2.5. Statistical analysis

The Spearman correlation coefficient calculated by MetaDiSc1.40 was used to explore the threshold effect between the pooled sensitivity and 1-specificity. The result indicates nonexistent when the value is negative. The positive result or P < .05 indicated the existence of a threshold effect[26] (differences in sensitivity and specificity occurring because of different cut-offs used in different studies to define a positive test result). Effect size presented the diagnostic ratio of uNAGL versus uIL-18 and likelihood ratio was calculated based on the pooled sensitivity and specificity. Based on the bivariate mixed-effects regression model that was developed by Van Houwelingen et al,[27] command media was used to calculate effect size of sensitivity, specificity, and area under summary receiver operating characteristics curve. Heterogeneity caused by non-threshold effects was calculated by the X2-based Q test and the inconsistency index I2. Included studies were homogeneous when the statistical significance is set at P > .10. The I2 index measured indicates the degree of heterogeneity between multiple studies. I2 values <25%, of 25% to 50%, and >50% indicated modest, moderate, and substantial heterogeneity, respectively.[28] Besides, hierarchical summary receiver operating characteristic curves (HSROC) was also constructed in this analysis by using the metandi command, which can explain TPR (true positive rate) and FPR (false positive rate) intra- and inter- study variation more accurately.[29] Remarkable heterogeneity was explored further by subgroup analysis restricted by different study design, description of “gold standard,” sample size, location, clinical setting, and measurement assay. In addition, Deeks funnel plot asymmetry test was used for evaluation of publication bias.[30] All analysis above expects Spearman correlation coefficient was conducted with Stata (version 14.0).

3. Results

3.1. Search results and study characteristics

The search initially yielded 1079 articles from various databases, of which 143 were excluded by EndnoteX8 because of duplication. After screening through the titles and abstracts, we excluded 845 studies as not relevant to our interests.
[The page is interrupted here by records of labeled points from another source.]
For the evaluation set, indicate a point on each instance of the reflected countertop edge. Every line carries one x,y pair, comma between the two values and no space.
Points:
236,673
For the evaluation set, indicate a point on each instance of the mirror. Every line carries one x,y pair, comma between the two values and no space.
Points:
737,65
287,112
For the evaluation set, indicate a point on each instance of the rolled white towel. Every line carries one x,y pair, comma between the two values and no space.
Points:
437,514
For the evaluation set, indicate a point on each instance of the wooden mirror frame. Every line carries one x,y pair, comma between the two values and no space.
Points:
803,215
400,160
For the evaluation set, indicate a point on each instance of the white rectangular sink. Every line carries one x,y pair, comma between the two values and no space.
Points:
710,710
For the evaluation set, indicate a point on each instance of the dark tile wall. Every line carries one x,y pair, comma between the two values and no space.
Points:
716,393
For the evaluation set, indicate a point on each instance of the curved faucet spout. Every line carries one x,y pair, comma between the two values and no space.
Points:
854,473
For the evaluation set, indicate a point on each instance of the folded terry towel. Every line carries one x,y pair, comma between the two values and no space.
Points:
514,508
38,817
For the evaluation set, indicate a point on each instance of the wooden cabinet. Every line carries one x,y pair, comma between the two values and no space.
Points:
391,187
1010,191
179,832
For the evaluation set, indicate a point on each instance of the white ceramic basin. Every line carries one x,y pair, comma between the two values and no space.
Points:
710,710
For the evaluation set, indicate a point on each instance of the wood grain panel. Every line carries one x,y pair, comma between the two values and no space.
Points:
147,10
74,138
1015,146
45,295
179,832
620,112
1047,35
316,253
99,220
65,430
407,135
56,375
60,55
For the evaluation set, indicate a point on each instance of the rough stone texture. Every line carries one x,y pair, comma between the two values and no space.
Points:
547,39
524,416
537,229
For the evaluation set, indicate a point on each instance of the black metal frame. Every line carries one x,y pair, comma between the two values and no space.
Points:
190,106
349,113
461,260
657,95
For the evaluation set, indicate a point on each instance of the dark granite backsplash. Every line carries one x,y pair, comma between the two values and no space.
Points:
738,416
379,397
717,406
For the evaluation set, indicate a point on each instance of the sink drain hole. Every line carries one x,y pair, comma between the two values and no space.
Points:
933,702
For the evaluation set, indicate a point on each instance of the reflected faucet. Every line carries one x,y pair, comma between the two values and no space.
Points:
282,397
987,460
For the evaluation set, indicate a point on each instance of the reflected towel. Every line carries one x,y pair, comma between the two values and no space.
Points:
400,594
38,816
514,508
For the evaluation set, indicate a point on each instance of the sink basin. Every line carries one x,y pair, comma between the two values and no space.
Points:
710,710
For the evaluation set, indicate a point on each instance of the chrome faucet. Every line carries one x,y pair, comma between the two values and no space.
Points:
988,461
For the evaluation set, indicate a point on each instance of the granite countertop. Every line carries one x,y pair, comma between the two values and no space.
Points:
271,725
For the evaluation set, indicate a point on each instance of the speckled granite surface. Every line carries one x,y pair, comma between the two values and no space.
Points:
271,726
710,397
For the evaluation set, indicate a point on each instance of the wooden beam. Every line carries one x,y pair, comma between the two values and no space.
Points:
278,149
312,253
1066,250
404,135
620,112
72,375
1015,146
Having reviewed the full text of the remaining studies, a total of 7[3137] studies that included 2315 patients met the inclusion criteria and were included in the meta-analysis (Fig. 1).

Figure 1.

Figure 1

Flow chart of search results.

Characteristics of individual studies were listed in Table 1. There were 6 prospective cohort studies and 1 case-control studies included in this meta-analysis. Although the eligible studies were published in English, they represented an international experience conducted in a large range of countries including Taiwan, Australia, America, Germany, Spain, Japan, and China, with the publication years ranging from 2008 to 2014. Four studies focused on patients undergoing cardiopulmonary bypass surgery, and the other included living-donor liver transplantation, ICU patients, and emergency department patients. The sample sizes varied between 31 and 1234 patients. All studies stored samples at −80 °C. Measurements methods most commonly used commercial enzyme-linked immunosorbent assay (ELISA) and 1 study used a standardized clinical laboratory platform (ARCHITECT [Abbott Diagnostics])[38] for urine NGAL and IL-18.[33] Mean age ranged from 38 to 68 years in these studies. Variable definitions of AKI were adopted in the original studies. Five studies[3134,36] defined AKI using AKIN and/or RIFLE criteria. One using Scr level, which diagnosed by the attending physicians or nephrologists, and not fully according to the AKIN criteria in which AKI basically defined as an increase in Scr level of 50% within continuous 96 hours regardless the blood levels of tacrolimus was higher and/or lower than the target range.[35] The definition used for AKI in the last study[37] included, is not clear.

Table 1.

Characteristics of included studies for NGAL and IL-18 to predict AKI in adults.

3.1.

3.2. Quality assessment

Supplement 1 showed Spearman correlation coefficient of these 7 articles was –0.536 and 0.071 for uNGAL and uIL-18, respectively (P = .215 and P = .867), suggesting there was no significant threshold effect in different studies. The risk of bias for patient selection, index test, reference standard, and flow and timing, as well as concerns about the applicability related to the first 3 domains were shown in Fig. 2. Several studies did not clearly delineate the selection criteria. Incomplete operationalization of the chosen reference standard for AKI (RIFLE, AKIN, or other) was evident in some of the studies. Other categories mostly showed a low risk of bias. Deeks test showed P value of .71 and .19 for uNGAL and uIL-18, respectively, which indicated the absence of publication bias (Fig. 3).

Figure 2.

Figure 2

Quality assessment of the 7 eligible studies using QUADAS-2. QUADAS-2 = Quality Assessment of Diagnostic Accuracy Studies-2.

Figure 3.

Figure 3

Deek Funnel plot for potential publication bias analysis. Each solid rectangle represents an eligible study. uIL-18 = urine interleukin-18, uNGAL = urine neutrophil gelatinase-associated lipocalin.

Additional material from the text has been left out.